[Note: Since posting the following I've realized that because of the media haze around Phil Robertson and what he is purported to think about homosexuality and because of the high passions on the subject, it is exceptionally easy to conclude that I stand by whatever you have heard about the man, true or false. I don't know what all you have heard, but I probably don't. I strongly recommend that you read the GQ article linked to below as the background for my comments.]
I've never watched more than five minutes of Duck Dynasty, because I don't like "reality" TV voyeurism regardless of who is doing it. I don't identify with the Robertson family and so get no buzz from their successes and no downer from their stumbles. But a few weeks after Philgate broke via a GQ article that led to the patriarch's deep freeze by the A&E Network, I found myself going to that article to see what the fuss was about. (Incidentally, the article is excellent and humane, and I highly recommend it to those who won't be terribly turned off by the author's very crude language.)

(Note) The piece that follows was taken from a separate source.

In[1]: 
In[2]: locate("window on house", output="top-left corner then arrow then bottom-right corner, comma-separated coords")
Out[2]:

As an ABC News story pointed out, Phil Robertson's comments about homosexuality were far from the only hair-raisers in the interview. I got to thinking about the ingredients that go into Robertson's bold pronouncements. I came up with four.
1. Personality. I've been told that I don't beat around the bush—I uproot the bush and beat you in the face with it. If that's so, then Phil Robertson uproots redwoods and smacks any target he can find as long as he's conscious. That's who he is. As the article makes plain—and as fans of the show probably know—he's a unique individual, and the other members of the family have different personalities too. Don't we all.

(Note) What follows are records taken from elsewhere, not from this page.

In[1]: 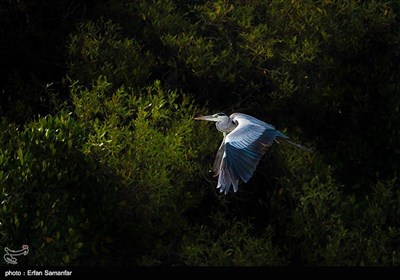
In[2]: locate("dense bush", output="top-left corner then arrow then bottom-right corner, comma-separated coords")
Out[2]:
0,0 -> 400,266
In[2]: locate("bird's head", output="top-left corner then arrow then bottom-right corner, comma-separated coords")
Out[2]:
194,113 -> 229,122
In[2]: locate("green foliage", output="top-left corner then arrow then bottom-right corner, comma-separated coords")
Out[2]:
181,213 -> 286,266
68,20 -> 152,86
0,114 -> 125,265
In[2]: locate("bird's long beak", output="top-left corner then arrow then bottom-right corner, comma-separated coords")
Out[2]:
194,115 -> 217,122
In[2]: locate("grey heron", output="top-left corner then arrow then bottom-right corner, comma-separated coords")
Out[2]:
194,113 -> 311,194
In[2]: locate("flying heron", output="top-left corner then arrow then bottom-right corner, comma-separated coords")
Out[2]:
194,113 -> 311,194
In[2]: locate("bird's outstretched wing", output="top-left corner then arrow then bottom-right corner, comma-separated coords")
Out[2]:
213,113 -> 287,194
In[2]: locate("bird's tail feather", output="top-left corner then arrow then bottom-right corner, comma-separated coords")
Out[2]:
283,139 -> 312,153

2. Life experience. Phil's individual life story, centrally featuring his Christian conversion, makes him who he is. So also does his experience of growing up in the rural Deep South in the generation that he did.
3. Culture. Not only the content of what Phil Robertson says but the way he issues the content has a natural fit and logic within a culture (and in a particular stratum within that culture) that is glaringly out of place, bizarre, and incomprehensible in a different culture. Like it or not, cultural sensitivity is required to interpret his cultural insensitivity—unless you want to fight fire with fire by being a cultural imperialist yourself.

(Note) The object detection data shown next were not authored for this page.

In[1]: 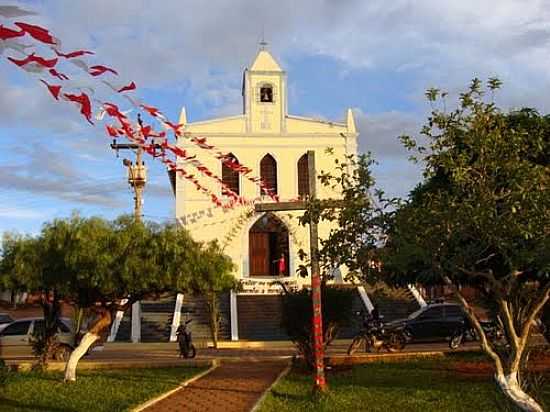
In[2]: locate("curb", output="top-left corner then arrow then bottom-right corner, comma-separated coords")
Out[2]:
131,360 -> 220,412
6,359 -> 212,372
325,351 -> 445,366
250,364 -> 292,412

4. The Bible. Robertson really believes it. And some of the most controversial and offensive things that he says—namely, most of his remarks about homosexuality—are almost verbatim quotes from it. Robertson didn't invent stuff that is propounded today by hundreds of millions of people worldwide.
I don't identify with Phil Robertson or support him without qualification or agree with a lot of what he says. The reason is simple: I have a different personality and different life experience and am from a different culture. So even though I share Phil's taste that "a vagina—as a man—[is] more desirable than a man’s anus," I don't think that that's particularly relevant. And even though I concur with Robertson that 20th-century anti-Christian regimes were monstrously murderous—I mean, who doesn't?—it looks like conveniently selective history to me. And even though I don't outright deny the factuality of his personal experience of racial harmony in pre-Civil Rights Louisiana, I couldn't disagree more with the conclusion that he draws from it.
But the one thing I do have in common with Phil Robertson—perhaps the only thing—is that we both believe that the Bible is worth believing, and that it describes a Savior, Jesus Christ, who is making all the wrongs right for those who trust him. As Phil put it to the GQ writer,
If you simply put your faith in Jesus coming down in flesh, through a human being, God becoming flesh living on the earth, dying on the cross for the sins of the world, being buried, and being raised from the dead—yours and mine and everybody else's problems will be solved. And the next time we see you, we will say: "You are now a brother. Our brother." So then we look at you totally different then. See what I’m saying?I see it, Phil, and despite how different you are from me, I look at you as my brother. That's the united diversity that Christ makes possible.
I don't know if Phil Robertson deserves to be back on TV. (I mean, really, does anybody deserve to be on TV?) But I'm going public with this: if our society draws a line and puts Phil Robertson on one side of that line, I stand with him on that side of the line too.